Finding Common Ground between Arabic and Hindi

hindiarabicAs I have been moving along with my NSLI-Y Pre-Program course and my independent Arabic studies, I can’t help noticing the intricate interconnectedness between Arabic and my own language: Hindi.

I have grown up speaking Hindi with my family, and a few years ago, I taught myself how to read and write in the Hindi script. While I had always valued my language, it wasn’t until recently that I realized how much Hindi and Arabic have in common. Though the grammatical structures of the two languages are worlds apart, what intrigues me is the connection between Hindi and Arabic vocabulary.

As I first began to learn more Arabic words, I was constantly reminded of Hindi words that I already knew.

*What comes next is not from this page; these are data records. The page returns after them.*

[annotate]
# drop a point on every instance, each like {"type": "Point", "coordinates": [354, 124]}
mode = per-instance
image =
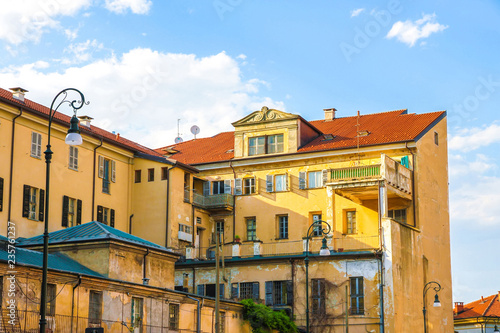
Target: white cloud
{"type": "Point", "coordinates": [356, 12]}
{"type": "Point", "coordinates": [142, 93]}
{"type": "Point", "coordinates": [82, 52]}
{"type": "Point", "coordinates": [409, 32]}
{"type": "Point", "coordinates": [27, 20]}
{"type": "Point", "coordinates": [474, 138]}
{"type": "Point", "coordinates": [135, 6]}
{"type": "Point", "coordinates": [477, 202]}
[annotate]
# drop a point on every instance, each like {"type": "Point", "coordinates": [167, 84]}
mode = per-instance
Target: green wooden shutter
{"type": "Point", "coordinates": [64, 222]}
{"type": "Point", "coordinates": [26, 201]}
{"type": "Point", "coordinates": [99, 213]}
{"type": "Point", "coordinates": [41, 208]}
{"type": "Point", "coordinates": [78, 212]}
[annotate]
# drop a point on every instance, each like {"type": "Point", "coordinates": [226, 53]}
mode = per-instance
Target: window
{"type": "Point", "coordinates": [51, 300]}
{"type": "Point", "coordinates": [251, 229]}
{"type": "Point", "coordinates": [283, 227]}
{"type": "Point", "coordinates": [33, 201]}
{"type": "Point", "coordinates": [276, 183]}
{"type": "Point", "coordinates": [350, 222]}
{"type": "Point", "coordinates": [398, 215]}
{"type": "Point", "coordinates": [357, 296]}
{"type": "Point", "coordinates": [72, 212]}
{"type": "Point", "coordinates": [248, 185]}
{"type": "Point", "coordinates": [137, 315]}
{"type": "Point", "coordinates": [107, 171]}
{"type": "Point", "coordinates": [279, 293]}
{"type": "Point", "coordinates": [209, 290]}
{"type": "Point", "coordinates": [95, 307]}
{"type": "Point", "coordinates": [164, 173]}
{"type": "Point", "coordinates": [36, 145]}
{"type": "Point", "coordinates": [73, 158]}
{"type": "Point", "coordinates": [173, 316]}
{"type": "Point", "coordinates": [318, 296]}
{"type": "Point", "coordinates": [106, 216]}
{"type": "Point", "coordinates": [246, 290]}
{"type": "Point", "coordinates": [218, 187]}
{"type": "Point", "coordinates": [317, 228]}
{"type": "Point", "coordinates": [275, 143]}
{"type": "Point", "coordinates": [268, 144]}
{"type": "Point", "coordinates": [314, 179]}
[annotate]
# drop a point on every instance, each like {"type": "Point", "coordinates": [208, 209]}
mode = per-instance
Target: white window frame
{"type": "Point", "coordinates": [73, 158]}
{"type": "Point", "coordinates": [36, 145]}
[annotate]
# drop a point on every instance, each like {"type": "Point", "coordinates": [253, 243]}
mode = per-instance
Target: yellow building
{"type": "Point", "coordinates": [379, 181]}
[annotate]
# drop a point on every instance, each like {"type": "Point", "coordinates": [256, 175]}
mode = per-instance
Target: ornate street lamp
{"type": "Point", "coordinates": [436, 303]}
{"type": "Point", "coordinates": [322, 228]}
{"type": "Point", "coordinates": [73, 138]}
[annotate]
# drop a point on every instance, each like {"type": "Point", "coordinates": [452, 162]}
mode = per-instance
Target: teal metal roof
{"type": "Point", "coordinates": [91, 231]}
{"type": "Point", "coordinates": [56, 261]}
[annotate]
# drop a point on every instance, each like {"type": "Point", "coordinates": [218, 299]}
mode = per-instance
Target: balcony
{"type": "Point", "coordinates": [214, 202]}
{"type": "Point", "coordinates": [345, 243]}
{"type": "Point", "coordinates": [360, 183]}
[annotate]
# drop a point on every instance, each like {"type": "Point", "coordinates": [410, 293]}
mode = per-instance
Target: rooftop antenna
{"type": "Point", "coordinates": [195, 130]}
{"type": "Point", "coordinates": [178, 139]}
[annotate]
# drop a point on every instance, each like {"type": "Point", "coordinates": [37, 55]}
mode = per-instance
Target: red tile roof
{"type": "Point", "coordinates": [93, 130]}
{"type": "Point", "coordinates": [484, 307]}
{"type": "Point", "coordinates": [383, 128]}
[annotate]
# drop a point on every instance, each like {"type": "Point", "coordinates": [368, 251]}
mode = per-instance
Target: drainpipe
{"type": "Point", "coordinates": [130, 224]}
{"type": "Point", "coordinates": [73, 300]}
{"type": "Point", "coordinates": [93, 180]}
{"type": "Point", "coordinates": [234, 202]}
{"type": "Point", "coordinates": [9, 209]}
{"type": "Point", "coordinates": [168, 204]}
{"type": "Point", "coordinates": [198, 314]}
{"type": "Point", "coordinates": [145, 280]}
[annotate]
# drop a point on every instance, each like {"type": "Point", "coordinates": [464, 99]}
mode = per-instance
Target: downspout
{"type": "Point", "coordinates": [168, 205]}
{"type": "Point", "coordinates": [413, 185]}
{"type": "Point", "coordinates": [234, 201]}
{"type": "Point", "coordinates": [130, 224]}
{"type": "Point", "coordinates": [93, 180]}
{"type": "Point", "coordinates": [73, 300]}
{"type": "Point", "coordinates": [9, 210]}
{"type": "Point", "coordinates": [145, 280]}
{"type": "Point", "coordinates": [198, 314]}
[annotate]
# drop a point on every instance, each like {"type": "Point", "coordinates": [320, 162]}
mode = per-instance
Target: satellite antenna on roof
{"type": "Point", "coordinates": [178, 139]}
{"type": "Point", "coordinates": [195, 130]}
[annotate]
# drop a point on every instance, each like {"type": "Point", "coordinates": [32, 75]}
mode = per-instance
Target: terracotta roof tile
{"type": "Point", "coordinates": [383, 128]}
{"type": "Point", "coordinates": [93, 130]}
{"type": "Point", "coordinates": [485, 307]}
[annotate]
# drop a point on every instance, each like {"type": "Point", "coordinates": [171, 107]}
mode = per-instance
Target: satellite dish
{"type": "Point", "coordinates": [195, 129]}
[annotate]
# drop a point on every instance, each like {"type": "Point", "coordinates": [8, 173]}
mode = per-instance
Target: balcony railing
{"type": "Point", "coordinates": [390, 170]}
{"type": "Point", "coordinates": [224, 200]}
{"type": "Point", "coordinates": [345, 243]}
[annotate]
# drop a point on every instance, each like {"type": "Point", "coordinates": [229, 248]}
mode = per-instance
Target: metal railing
{"type": "Point", "coordinates": [213, 201]}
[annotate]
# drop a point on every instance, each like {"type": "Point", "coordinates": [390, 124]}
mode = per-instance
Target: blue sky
{"type": "Point", "coordinates": [144, 64]}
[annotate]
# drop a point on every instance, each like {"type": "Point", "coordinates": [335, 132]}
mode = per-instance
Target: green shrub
{"type": "Point", "coordinates": [263, 319]}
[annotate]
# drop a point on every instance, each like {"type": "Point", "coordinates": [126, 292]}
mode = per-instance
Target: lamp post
{"type": "Point", "coordinates": [316, 226]}
{"type": "Point", "coordinates": [73, 138]}
{"type": "Point", "coordinates": [437, 303]}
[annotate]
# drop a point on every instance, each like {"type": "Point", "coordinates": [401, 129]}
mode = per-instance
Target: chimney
{"type": "Point", "coordinates": [85, 121]}
{"type": "Point", "coordinates": [18, 93]}
{"type": "Point", "coordinates": [330, 113]}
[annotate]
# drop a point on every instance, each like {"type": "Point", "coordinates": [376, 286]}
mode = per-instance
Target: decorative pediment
{"type": "Point", "coordinates": [263, 115]}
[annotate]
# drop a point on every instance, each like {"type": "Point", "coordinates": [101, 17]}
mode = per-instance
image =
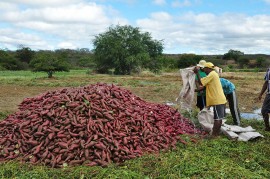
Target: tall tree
{"type": "Point", "coordinates": [25, 54]}
{"type": "Point", "coordinates": [125, 48]}
{"type": "Point", "coordinates": [48, 62]}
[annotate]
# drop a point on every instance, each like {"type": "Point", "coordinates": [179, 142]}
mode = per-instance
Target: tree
{"type": "Point", "coordinates": [48, 62]}
{"type": "Point", "coordinates": [124, 49]}
{"type": "Point", "coordinates": [233, 55]}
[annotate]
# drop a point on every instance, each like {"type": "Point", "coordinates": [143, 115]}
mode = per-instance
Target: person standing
{"type": "Point", "coordinates": [229, 91]}
{"type": "Point", "coordinates": [266, 103]}
{"type": "Point", "coordinates": [214, 95]}
{"type": "Point", "coordinates": [201, 94]}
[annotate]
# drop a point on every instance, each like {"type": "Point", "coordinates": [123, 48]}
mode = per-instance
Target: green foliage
{"type": "Point", "coordinates": [187, 60]}
{"type": "Point", "coordinates": [125, 49]}
{"type": "Point", "coordinates": [25, 54]}
{"type": "Point", "coordinates": [233, 55]}
{"type": "Point", "coordinates": [243, 61]}
{"type": "Point", "coordinates": [49, 63]}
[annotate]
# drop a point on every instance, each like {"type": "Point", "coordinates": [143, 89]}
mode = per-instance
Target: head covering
{"type": "Point", "coordinates": [209, 65]}
{"type": "Point", "coordinates": [201, 63]}
{"type": "Point", "coordinates": [216, 68]}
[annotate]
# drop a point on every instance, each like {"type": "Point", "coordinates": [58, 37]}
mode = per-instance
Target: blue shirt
{"type": "Point", "coordinates": [227, 86]}
{"type": "Point", "coordinates": [202, 75]}
{"type": "Point", "coordinates": [267, 78]}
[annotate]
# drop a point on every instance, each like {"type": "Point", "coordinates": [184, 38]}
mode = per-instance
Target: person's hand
{"type": "Point", "coordinates": [260, 97]}
{"type": "Point", "coordinates": [195, 70]}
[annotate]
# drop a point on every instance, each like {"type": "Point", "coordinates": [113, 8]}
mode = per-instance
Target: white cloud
{"type": "Point", "coordinates": [13, 37]}
{"type": "Point", "coordinates": [159, 2]}
{"type": "Point", "coordinates": [267, 1]}
{"type": "Point", "coordinates": [66, 45]}
{"type": "Point", "coordinates": [45, 2]}
{"type": "Point", "coordinates": [74, 24]}
{"type": "Point", "coordinates": [209, 33]}
{"type": "Point", "coordinates": [184, 3]}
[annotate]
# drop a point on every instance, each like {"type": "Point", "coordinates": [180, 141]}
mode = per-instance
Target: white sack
{"type": "Point", "coordinates": [186, 94]}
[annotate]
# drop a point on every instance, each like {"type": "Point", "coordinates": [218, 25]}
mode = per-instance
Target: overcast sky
{"type": "Point", "coordinates": [185, 26]}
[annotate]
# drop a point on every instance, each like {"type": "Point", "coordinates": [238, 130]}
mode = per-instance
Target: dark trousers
{"type": "Point", "coordinates": [233, 105]}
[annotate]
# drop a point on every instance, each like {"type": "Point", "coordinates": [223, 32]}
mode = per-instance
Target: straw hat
{"type": "Point", "coordinates": [201, 63]}
{"type": "Point", "coordinates": [209, 65]}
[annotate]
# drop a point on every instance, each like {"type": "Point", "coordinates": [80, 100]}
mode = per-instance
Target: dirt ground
{"type": "Point", "coordinates": [247, 88]}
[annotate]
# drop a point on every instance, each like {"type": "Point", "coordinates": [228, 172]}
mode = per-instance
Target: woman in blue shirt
{"type": "Point", "coordinates": [229, 91]}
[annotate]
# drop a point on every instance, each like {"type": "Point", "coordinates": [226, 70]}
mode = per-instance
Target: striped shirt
{"type": "Point", "coordinates": [267, 78]}
{"type": "Point", "coordinates": [227, 86]}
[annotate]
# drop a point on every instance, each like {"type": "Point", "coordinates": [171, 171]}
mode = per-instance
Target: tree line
{"type": "Point", "coordinates": [121, 50]}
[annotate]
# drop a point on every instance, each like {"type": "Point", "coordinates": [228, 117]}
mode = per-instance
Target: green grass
{"type": "Point", "coordinates": [207, 158]}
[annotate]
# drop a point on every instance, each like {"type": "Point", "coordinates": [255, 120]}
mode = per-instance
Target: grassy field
{"type": "Point", "coordinates": [218, 158]}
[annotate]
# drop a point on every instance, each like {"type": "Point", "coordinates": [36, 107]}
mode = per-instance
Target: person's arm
{"type": "Point", "coordinates": [264, 87]}
{"type": "Point", "coordinates": [196, 71]}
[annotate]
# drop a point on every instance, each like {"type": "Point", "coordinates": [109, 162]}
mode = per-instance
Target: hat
{"type": "Point", "coordinates": [201, 63]}
{"type": "Point", "coordinates": [209, 65]}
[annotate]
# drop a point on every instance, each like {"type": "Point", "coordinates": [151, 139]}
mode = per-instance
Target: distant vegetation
{"type": "Point", "coordinates": [123, 50]}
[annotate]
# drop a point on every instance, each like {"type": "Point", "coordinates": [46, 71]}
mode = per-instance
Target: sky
{"type": "Point", "coordinates": [203, 27]}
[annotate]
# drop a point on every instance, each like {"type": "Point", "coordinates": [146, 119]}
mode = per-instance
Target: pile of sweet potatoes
{"type": "Point", "coordinates": [92, 125]}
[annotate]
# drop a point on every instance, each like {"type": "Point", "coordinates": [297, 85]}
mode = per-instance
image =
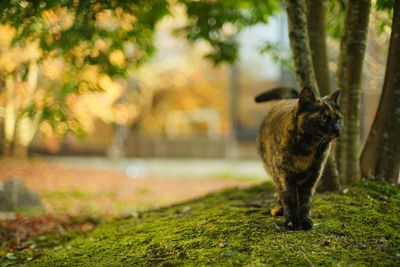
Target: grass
{"type": "Point", "coordinates": [234, 228]}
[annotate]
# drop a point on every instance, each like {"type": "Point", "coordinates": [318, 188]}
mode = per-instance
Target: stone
{"type": "Point", "coordinates": [15, 196]}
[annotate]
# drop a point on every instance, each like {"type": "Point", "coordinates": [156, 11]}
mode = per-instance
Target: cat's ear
{"type": "Point", "coordinates": [306, 98]}
{"type": "Point", "coordinates": [335, 97]}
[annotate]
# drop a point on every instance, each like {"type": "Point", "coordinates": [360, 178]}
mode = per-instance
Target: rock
{"type": "Point", "coordinates": [15, 196]}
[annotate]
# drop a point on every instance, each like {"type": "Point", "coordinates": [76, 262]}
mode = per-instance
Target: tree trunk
{"type": "Point", "coordinates": [316, 26]}
{"type": "Point", "coordinates": [380, 158]}
{"type": "Point", "coordinates": [300, 45]}
{"type": "Point", "coordinates": [357, 17]}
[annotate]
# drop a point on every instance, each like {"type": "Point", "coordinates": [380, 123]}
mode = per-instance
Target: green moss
{"type": "Point", "coordinates": [234, 228]}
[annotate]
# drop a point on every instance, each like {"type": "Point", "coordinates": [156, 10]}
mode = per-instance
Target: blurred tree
{"type": "Point", "coordinates": [96, 42]}
{"type": "Point", "coordinates": [217, 23]}
{"type": "Point", "coordinates": [380, 158]}
{"type": "Point", "coordinates": [353, 45]}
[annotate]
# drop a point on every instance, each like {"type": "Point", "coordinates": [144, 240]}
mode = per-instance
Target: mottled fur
{"type": "Point", "coordinates": [294, 141]}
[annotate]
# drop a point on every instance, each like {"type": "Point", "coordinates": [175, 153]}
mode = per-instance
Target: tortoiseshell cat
{"type": "Point", "coordinates": [294, 141]}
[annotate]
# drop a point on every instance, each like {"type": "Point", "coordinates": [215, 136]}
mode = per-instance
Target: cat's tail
{"type": "Point", "coordinates": [277, 93]}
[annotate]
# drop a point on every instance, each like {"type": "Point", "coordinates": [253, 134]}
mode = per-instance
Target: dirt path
{"type": "Point", "coordinates": [68, 189]}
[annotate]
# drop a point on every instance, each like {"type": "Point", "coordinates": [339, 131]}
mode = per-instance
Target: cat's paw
{"type": "Point", "coordinates": [306, 224]}
{"type": "Point", "coordinates": [277, 210]}
{"type": "Point", "coordinates": [292, 225]}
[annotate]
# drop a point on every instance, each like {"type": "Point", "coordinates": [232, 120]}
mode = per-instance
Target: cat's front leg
{"type": "Point", "coordinates": [290, 208]}
{"type": "Point", "coordinates": [304, 194]}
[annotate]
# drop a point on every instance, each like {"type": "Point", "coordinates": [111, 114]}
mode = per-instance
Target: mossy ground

When I noted them down, I noticed that the cognates I discovered fell under distinct categories. Here are a few examples:

Theme: State of Being/Condition

English Arabic Hindi/Urdu
State of Being حال (haal) हाल (haal)
Age عمر (aumr) उम्र (umr)
Health صحة (saha) सेहत (sehat)
To Be Alright بخير (bikher) खैरियत (kheriyat)


Theme: Literature and Writing

English Arabic Hindi/Urdu
Book كتاب (kitaab) किताब (kitaab)
Newspaper أخبار (akhbaar) अखबार (akhbaar)
Pen قلم (qalam) कलम (kalam)


Theme: Society and Humanity

English Arabic Hindi/Urdu
World دنيا (duniya) दुनिया (duniya)
Human/Man آدمي (aadmii) आदमी (aadmii)
Human/Man إنسان (insaan) इंसान (insaan)

 

Not only do I find it a delight to discover the linguistic connections between these two languages, I have also found that Hindi has been actively helping me “decode” the Arabic language. For example, the other day while I was at the refugee tutoring center, a teacher was helping an Iraqi girl with three-digit by three-digit multiplication. The little girl kept on writing the comma that separates the thousands digit in the middle of her calculations, resulting in confusion. The teacher, who spoke Arabic, explained to her that she should add the comma only after she had solved the problem. Of course, I didn’t understand most of the conversation; however it was the repeated emphasis on the word “akher”, which means “end” in both Hindi and Arabic, that clued me into what the teacher was trying to explain.

I am a bit of a linguistics nerd, and as I continue to learn more, I am keeping a running list of the Hindi/Arabic cognates that I find, and constantly evaluating the common themes and patterns that turn up. It’s so fascinating and honestly, I am having trouble condensing my excitement in one blog post- I could write an entire book!